When a cardinal has been selected by the college of cardinals to be pope, he is taken into a private chapel and asked two questions: Do you want the job? and By what name will you administer the church?”
When Cardinal Jorge Mario Bergoglio was chosen and asked those questions, he answers were obviously “yes” and “Francis I.”
It is a surprise in many ways that Cardinal Bergoglio was chosen. First, he is the first pope chosen from the western side of the Atlantic Ocean. He is from Buenos Aires, Argentina. Second, he is a Jesuit. This is astonishing because of the antipathy that many Catholic orders feel towards the Society of Jesus.

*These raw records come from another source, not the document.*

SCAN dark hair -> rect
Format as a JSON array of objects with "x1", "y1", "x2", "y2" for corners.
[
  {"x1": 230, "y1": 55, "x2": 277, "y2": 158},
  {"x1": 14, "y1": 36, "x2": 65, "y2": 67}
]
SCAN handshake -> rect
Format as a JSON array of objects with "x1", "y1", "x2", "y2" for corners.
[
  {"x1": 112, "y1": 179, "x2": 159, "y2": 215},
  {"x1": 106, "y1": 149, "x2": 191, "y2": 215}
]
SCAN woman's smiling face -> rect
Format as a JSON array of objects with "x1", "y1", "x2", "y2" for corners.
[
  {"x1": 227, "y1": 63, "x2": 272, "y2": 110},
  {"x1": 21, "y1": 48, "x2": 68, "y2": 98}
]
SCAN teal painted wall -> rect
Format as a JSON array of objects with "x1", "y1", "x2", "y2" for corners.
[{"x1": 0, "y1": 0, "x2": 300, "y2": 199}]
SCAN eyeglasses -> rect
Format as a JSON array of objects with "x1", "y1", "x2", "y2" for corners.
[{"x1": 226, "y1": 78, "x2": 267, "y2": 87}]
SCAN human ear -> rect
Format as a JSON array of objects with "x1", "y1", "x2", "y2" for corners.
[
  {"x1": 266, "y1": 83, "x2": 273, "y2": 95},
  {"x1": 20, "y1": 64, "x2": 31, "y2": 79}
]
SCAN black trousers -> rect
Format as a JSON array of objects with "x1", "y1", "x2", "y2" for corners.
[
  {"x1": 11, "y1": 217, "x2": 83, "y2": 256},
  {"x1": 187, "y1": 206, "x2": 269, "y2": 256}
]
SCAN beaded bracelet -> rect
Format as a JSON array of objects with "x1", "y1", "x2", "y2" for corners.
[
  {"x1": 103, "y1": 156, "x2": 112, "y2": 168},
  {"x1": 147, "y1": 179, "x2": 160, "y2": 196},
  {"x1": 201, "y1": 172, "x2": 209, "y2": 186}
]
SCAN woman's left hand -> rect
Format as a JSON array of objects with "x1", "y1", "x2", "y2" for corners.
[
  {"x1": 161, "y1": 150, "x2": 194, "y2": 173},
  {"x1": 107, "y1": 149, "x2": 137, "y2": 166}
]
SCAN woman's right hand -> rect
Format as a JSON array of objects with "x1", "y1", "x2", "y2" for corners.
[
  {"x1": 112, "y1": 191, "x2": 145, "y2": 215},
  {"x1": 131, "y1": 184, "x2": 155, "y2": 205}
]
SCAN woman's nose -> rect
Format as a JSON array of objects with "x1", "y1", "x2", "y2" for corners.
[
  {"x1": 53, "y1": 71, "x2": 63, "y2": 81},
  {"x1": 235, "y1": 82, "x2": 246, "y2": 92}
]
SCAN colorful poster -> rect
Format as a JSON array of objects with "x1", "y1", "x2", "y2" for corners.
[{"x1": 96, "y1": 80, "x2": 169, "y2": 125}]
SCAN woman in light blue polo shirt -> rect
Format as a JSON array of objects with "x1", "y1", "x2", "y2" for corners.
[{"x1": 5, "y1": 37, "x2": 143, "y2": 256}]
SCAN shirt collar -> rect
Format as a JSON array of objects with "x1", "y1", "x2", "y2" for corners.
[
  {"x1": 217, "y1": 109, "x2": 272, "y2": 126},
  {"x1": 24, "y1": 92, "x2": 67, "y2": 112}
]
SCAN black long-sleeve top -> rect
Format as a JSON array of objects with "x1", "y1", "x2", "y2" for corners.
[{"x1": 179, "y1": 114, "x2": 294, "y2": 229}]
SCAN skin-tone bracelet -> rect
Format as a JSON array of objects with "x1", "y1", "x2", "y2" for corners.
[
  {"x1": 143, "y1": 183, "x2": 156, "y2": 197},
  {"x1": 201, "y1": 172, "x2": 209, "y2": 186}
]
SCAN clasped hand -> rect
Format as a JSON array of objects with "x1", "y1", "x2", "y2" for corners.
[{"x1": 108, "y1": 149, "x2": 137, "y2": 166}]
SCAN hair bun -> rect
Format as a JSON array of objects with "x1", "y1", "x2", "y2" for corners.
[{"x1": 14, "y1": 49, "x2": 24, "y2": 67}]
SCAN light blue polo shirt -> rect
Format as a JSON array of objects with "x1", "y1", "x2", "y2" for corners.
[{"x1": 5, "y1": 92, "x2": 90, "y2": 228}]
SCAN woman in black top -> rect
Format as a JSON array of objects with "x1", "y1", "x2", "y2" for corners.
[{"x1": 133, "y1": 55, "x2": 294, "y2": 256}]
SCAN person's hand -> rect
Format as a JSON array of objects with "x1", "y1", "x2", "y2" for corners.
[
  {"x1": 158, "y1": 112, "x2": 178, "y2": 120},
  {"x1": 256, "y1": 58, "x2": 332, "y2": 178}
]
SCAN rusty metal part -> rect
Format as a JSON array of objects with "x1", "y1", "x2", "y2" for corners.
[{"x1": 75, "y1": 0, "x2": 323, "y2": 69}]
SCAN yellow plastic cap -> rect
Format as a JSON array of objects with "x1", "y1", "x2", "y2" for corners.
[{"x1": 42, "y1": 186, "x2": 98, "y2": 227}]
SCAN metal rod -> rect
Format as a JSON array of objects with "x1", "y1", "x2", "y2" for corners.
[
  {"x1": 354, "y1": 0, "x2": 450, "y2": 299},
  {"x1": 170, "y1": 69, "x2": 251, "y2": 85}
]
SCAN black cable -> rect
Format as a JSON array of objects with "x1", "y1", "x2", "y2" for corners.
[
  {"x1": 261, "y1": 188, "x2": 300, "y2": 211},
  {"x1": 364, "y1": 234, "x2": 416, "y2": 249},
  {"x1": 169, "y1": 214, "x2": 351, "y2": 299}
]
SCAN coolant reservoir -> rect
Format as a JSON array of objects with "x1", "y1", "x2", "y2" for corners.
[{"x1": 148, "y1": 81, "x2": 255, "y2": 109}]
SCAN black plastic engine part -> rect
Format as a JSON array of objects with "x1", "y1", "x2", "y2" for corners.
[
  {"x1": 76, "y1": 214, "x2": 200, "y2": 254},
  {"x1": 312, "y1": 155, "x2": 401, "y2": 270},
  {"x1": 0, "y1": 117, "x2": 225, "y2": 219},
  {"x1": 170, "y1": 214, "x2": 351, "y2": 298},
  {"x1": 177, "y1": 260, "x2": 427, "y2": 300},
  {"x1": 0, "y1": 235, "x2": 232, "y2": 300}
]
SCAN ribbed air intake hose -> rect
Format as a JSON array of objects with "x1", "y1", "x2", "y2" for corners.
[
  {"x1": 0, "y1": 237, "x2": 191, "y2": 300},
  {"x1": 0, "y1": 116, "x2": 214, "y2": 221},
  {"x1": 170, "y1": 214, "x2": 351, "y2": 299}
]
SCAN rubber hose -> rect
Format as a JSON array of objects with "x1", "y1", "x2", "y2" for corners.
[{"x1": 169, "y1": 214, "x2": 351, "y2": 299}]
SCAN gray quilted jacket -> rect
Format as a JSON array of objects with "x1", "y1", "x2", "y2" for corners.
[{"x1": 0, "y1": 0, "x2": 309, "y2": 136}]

I once asked my Jesuit friend, Fr. Mitch Pacwa, S.J., if there would ever be a Jesuit pope and he snorted and said, “No cardinal would ever vote for one us.”
It is interesting to hear the commentators talk about Bergoglio’s choice of the name “Francis I.” A new name for what may be a new focus for the papacy. So far, each one I have heard has said with glistening eyes that it is wonderful that the pope would choose to honor “Blessed St. Francis of Assisi” in this way. Obviously this pope would follow the simple life of St. Francis and establish a humbler model of the papacy. While those sentiments may be true and I hope they are, they are forgetting the new pope’s Jesuit background.

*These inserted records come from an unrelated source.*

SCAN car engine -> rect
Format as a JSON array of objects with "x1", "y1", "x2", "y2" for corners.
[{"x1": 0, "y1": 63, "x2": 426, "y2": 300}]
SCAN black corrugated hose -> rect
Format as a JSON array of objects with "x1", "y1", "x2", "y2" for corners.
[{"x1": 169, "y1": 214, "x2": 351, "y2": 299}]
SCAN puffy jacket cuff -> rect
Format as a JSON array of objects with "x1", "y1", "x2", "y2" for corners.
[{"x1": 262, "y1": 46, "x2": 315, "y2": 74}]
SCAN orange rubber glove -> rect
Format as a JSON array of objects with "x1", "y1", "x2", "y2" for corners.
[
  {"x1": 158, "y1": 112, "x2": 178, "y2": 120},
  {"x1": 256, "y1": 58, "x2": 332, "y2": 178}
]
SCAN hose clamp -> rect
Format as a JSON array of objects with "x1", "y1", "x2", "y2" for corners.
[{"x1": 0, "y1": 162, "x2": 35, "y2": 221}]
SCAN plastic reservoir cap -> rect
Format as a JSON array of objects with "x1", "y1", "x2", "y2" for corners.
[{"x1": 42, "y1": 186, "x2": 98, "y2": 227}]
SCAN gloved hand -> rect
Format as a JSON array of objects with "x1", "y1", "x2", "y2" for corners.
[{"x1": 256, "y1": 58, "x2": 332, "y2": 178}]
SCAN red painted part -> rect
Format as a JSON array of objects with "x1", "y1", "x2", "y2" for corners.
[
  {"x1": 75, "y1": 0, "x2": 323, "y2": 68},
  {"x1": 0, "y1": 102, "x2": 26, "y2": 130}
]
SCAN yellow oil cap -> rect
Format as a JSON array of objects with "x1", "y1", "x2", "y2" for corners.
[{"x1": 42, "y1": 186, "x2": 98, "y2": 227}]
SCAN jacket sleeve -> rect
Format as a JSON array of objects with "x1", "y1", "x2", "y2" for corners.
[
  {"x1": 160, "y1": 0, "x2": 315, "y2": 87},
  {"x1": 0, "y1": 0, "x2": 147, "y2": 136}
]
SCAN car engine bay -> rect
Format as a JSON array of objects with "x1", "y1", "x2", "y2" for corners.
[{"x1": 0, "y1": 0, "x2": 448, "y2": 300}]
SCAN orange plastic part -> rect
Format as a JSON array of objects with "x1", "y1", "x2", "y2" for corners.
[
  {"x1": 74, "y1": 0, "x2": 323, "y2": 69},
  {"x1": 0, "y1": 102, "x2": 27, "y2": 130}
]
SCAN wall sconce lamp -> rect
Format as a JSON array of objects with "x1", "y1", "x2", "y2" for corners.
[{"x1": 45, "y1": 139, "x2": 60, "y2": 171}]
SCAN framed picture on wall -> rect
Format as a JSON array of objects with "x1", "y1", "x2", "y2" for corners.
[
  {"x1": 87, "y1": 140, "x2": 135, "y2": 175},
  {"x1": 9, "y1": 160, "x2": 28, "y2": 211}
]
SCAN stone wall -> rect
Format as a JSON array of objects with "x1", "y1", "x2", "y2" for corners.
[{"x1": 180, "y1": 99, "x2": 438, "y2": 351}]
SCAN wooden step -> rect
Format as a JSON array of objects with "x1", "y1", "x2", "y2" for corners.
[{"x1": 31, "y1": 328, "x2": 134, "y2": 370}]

Standing on behalf of the ignored is what we may hope to see in Pope Francis I. The ignored are no longer just people in foreign lands who have not “heard the Gospel;” they are the poor and humiliated who have been ignored by their governments and by the wealthy. In that way, both Francises are honored.
Pope Leo XIII’s encyclical “Rerum Novarum” may still have something to say to this papacy about the world of labor and wealth, communism and unrestricted capitalism. It remains a book worth reading over a hundred years after its writing.
I know that Pope Francis I has read it. I hope that he has heeded it.